= Sydney Lipworth =

South African businessman (1931–2025)

Sir Maurice Sydney Lipworth KC (Hon) (13 May 1931 – 27 June 2025) was a South African lawyer, businessman, public servant and philanthropist.

==Early life and education==
Maurice Sydney Lipworth was born on May 13, 1931 in Johannesburg, South Africa. His father Isidore Lipworth (originally Lipschitz) was an accountant from Lithuania, and his mother Rae (nee Sindler) was from Latvia. He went to King Edward VII School in Johannesburg and the University of the Witwatersrand.

==Life and career==
===Hambro Life===
Lipworth was a co-founder of Hambro Life Assurance with Sir Mark Weinberg and Lord Joffe in the UK (subsequently called Allied Dunbar Assurance and now Zurich Financial Services) (1971–1988).

From South Africa, he left out of opposition to apartheid, and in 1964 he and his wife Rosa arrived in London. A trained lawyer, Lipworth joined Abbey Life Assurance, founded by his friend Mark Weinberg. Lipworth became the product creator, and had the idea of designed life assurance policies for professionals. Lord Joffe joined Weinberg and Lipworth in 1965, and they sold Abbey to ITT in 1970. They started the new company Hambro Life, later renaming it Allied Dunbar. It was acquired in 1985 by BAT Industries, then sold in 1998 to Zurich Financial Services. Lipworth was deputy chairman of Allied Dunbar until 1988.

===MMC chair===
From 1988 to 1993, he served as Chairman of the Monopolies and Mergers Commission in the UK (now the Competition Commission). In 1998, he became chair of the Monopolies and Mergers Commission for a five-year term. According to The Times, as MMC chair, Lipworth's "reign coincided with unprecedented corporate takeover activity and territorial incursions from the European Commission, whose competition tsar, the British politician Sir Leon (later Lord) Brittan, thought he and not Lipworth should handle big international mergers. Lipworth resisted, but Brittan got his way." MMC was joined into the Competition and Markets Authority in 2014.

===Later years===
After his time with the MMC, he subsequently served as Chairman of Zeneca plc (now AstraZeneca plc) and Deputy Chairman of National Westminster Bank plc. He also served as Chairman of the Financial Reporting Council and founding Trustee of the International Accounting Standards Committee Foundation (until 2005).

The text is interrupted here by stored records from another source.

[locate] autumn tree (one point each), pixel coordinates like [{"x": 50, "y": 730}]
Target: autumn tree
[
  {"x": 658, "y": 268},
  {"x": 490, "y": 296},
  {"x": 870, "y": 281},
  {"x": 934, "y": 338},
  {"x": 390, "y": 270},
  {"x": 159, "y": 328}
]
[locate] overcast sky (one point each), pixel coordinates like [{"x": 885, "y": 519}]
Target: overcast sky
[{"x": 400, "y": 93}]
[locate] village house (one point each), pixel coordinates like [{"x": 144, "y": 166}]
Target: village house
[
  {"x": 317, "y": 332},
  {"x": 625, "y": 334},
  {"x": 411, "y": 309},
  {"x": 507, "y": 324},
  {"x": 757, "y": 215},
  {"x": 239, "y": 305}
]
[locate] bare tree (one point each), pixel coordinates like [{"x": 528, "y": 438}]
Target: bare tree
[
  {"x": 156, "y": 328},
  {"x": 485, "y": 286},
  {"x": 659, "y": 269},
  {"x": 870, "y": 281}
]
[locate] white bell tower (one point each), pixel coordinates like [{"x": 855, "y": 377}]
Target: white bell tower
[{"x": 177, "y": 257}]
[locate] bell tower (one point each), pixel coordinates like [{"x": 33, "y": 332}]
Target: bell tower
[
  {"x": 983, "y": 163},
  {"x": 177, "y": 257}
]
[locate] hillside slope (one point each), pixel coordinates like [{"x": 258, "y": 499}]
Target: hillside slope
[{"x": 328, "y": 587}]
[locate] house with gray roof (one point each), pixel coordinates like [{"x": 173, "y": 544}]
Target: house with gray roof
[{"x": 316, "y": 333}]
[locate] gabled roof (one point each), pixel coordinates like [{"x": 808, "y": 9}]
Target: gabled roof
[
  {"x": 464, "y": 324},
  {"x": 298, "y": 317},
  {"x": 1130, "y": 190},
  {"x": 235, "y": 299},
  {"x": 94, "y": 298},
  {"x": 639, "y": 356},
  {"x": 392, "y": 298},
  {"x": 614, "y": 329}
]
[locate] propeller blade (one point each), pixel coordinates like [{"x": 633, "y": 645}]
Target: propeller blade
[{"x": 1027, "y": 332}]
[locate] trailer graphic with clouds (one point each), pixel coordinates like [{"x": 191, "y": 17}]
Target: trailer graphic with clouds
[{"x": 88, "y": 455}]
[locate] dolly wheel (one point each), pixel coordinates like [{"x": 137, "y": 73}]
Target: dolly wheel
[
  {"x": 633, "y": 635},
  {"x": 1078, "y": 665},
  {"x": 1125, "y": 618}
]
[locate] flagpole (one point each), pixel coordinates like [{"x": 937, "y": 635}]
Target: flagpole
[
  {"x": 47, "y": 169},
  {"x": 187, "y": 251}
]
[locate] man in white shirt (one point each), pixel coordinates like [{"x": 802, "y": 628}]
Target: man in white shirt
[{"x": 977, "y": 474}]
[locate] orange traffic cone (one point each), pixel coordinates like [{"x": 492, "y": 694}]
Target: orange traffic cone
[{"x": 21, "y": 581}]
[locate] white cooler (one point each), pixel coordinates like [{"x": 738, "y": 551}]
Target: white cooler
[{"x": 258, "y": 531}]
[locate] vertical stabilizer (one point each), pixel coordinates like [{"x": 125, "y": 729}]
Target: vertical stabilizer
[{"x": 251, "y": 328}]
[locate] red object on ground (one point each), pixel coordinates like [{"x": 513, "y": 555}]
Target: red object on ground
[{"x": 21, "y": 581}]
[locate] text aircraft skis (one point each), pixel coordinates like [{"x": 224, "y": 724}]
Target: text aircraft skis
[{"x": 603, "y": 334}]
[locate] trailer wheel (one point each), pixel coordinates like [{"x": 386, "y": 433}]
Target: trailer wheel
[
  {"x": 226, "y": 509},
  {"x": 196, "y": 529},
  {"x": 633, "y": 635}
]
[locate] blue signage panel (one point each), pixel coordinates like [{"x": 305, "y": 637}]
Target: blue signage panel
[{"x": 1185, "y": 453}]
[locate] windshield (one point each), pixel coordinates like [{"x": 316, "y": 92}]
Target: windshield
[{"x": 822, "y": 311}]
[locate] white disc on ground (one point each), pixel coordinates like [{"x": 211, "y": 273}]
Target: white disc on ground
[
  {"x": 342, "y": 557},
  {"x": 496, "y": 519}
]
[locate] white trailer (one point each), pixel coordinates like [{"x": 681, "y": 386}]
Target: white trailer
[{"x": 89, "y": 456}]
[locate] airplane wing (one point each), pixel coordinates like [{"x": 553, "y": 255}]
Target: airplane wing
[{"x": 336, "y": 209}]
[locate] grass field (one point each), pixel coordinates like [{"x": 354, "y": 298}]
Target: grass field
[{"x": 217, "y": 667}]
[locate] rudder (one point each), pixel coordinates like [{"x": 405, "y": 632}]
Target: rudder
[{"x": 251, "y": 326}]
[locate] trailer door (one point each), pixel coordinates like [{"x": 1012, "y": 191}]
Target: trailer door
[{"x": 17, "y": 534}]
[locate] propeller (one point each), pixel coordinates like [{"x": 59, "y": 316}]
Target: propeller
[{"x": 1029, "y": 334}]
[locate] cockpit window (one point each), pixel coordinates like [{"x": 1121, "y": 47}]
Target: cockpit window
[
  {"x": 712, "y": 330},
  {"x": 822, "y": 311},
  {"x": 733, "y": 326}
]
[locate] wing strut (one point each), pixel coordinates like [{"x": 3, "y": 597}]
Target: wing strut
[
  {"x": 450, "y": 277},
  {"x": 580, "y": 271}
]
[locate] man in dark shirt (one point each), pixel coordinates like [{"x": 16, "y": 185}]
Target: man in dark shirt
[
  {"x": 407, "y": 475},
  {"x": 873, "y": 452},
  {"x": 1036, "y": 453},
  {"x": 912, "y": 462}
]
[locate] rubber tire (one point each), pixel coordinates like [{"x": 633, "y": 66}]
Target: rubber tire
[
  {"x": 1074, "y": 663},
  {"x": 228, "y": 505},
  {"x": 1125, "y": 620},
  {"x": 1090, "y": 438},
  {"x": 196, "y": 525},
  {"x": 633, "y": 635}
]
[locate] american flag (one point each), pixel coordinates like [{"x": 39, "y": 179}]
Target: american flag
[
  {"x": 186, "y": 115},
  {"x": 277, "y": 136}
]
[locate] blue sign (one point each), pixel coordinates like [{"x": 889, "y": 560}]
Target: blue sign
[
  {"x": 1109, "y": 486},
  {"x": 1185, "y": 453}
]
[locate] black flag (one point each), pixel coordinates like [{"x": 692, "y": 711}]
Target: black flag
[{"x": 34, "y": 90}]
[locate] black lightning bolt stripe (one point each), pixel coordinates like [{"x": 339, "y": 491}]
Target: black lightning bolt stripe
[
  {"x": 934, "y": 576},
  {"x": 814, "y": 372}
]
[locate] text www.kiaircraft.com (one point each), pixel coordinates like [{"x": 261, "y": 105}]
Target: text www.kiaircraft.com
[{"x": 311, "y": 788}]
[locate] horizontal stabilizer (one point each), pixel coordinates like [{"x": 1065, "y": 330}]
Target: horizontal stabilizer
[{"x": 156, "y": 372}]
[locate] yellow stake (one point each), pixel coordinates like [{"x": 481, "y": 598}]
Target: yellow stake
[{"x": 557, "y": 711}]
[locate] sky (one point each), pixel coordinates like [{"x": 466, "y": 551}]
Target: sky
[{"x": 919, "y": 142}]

He was also President of the Philharmonia Orchestra Trust, as well as holding several other directorships and charitable appointments involved with the arts.

Lipworth was knighted in 1991. He was called to the London Bar, appointed QC (hc) (1993) and was a Bencher, Inner Temple. He was a member of the Chambers at One Essex Court. He was awarded an honorary LL.D from the University of the Witwatersrand in 2003.

==Personal life==
He met his wife Rosa Liwarek in 1956, and they married two years later. They had two sons. Rosa had been a Jewish "hidden child" in France placed with Christian families to hide her from Nazi persecution.

Lipworth died on 27 June 2025, at the age of 94.